For years, the Board has limited workers’ ability to engage in partial or intermittent strikes. In some instances, the Board has used the term “partial strike” to include anything less than a total, traditional strike (where employees completely withdraw their labor and refuse to work until the parties settle the dispute). This would include intermittent strikes, where employees go back and forth between working and striking. Other times, the Board has used the term “partial strike” more narrowly to describe more specific types of limited, non-traditional strikes which are situationally distinct from intermittent strikes. Regardless of the verbiage used, however, the Board has consistently found that Section 7 of the National Labor Relations Act (NLRA), which protects “concerted activity,” does not protect employees engaging in either of these types of limited strikes. Under current Board precedent, therefore, employees who strike multiple times over the same labor dispute may be disciplined by their employers.

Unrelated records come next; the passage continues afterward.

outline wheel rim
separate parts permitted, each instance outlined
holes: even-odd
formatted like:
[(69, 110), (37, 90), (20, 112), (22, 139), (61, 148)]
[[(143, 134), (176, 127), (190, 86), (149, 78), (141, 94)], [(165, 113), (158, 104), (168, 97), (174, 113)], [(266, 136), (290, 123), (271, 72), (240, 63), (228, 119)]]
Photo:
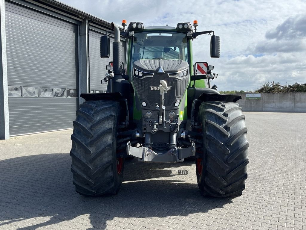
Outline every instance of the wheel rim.
[(122, 170), (122, 167), (123, 165), (123, 159), (117, 158), (117, 172), (120, 174)]
[(198, 158), (196, 159), (197, 172), (199, 175), (201, 175), (202, 173), (202, 165), (201, 163), (202, 162), (202, 158)]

Now, the OGC wishes to dramatically extend Section 7 protection to cover multiple short-term strikes. The Memo states that the Board’s present test for determining whether such strikes are protected “is difficult to apply” and “exposes employees to potential discipline for activities that should be considered protected under Section 7 of the Act.” Accordingly, the OGC will now be taking the position that the Board should modify the law regarding intermittent and partial strikes. In furtherance of this effort, the Memo references an attached model brief and instructs its recipients to utilize the analysis contained in the model brief and incorporate those arguments into the General Counsel’s briefs submitted to Administrative Law Judges and the Board.
The arguments contained in the model brief “urge[] the Board to clarify this area of law by drawing clear conceptual distinctions between partial and intermittent strikes and redefining the circumstances under which intermittent strikes become unprotected.” More specifically, the General Counsel proposes a framework where multiple strikes (even if those strikes are over the same labor dispute) would be protected if: (1) the strikes “involve a complete cessation of work, and are not so brief and frequent that they are tantamount to work slowdowns”; (2) the strikes “are not designed to impose permanent conditions of work, but rather are designed to exert economic pressure”; and (3) the “employer is made aware of the employees’ purpose in striking.” The model brief argues that this framework “more effectively protects” a worker’s right to strike, “dispenses with the unpersuasive rationales” on which the Board has previously relied, and “better addresses Supreme Court precedent.”
Unfortunately, such an expansion Section 7 protections would upend years of generally understood and accepted labor relations practices. And unsurprisingly, employers would suffer the most, as they attempt to navigate new distinctions and the nuances of newly-protected strikes that will undoubtedly disrupt operations more than traditional strikes. Accordingly, employers will have an important role to play in NLRB proceedings by pushing back against the OGC’s new and threatening position.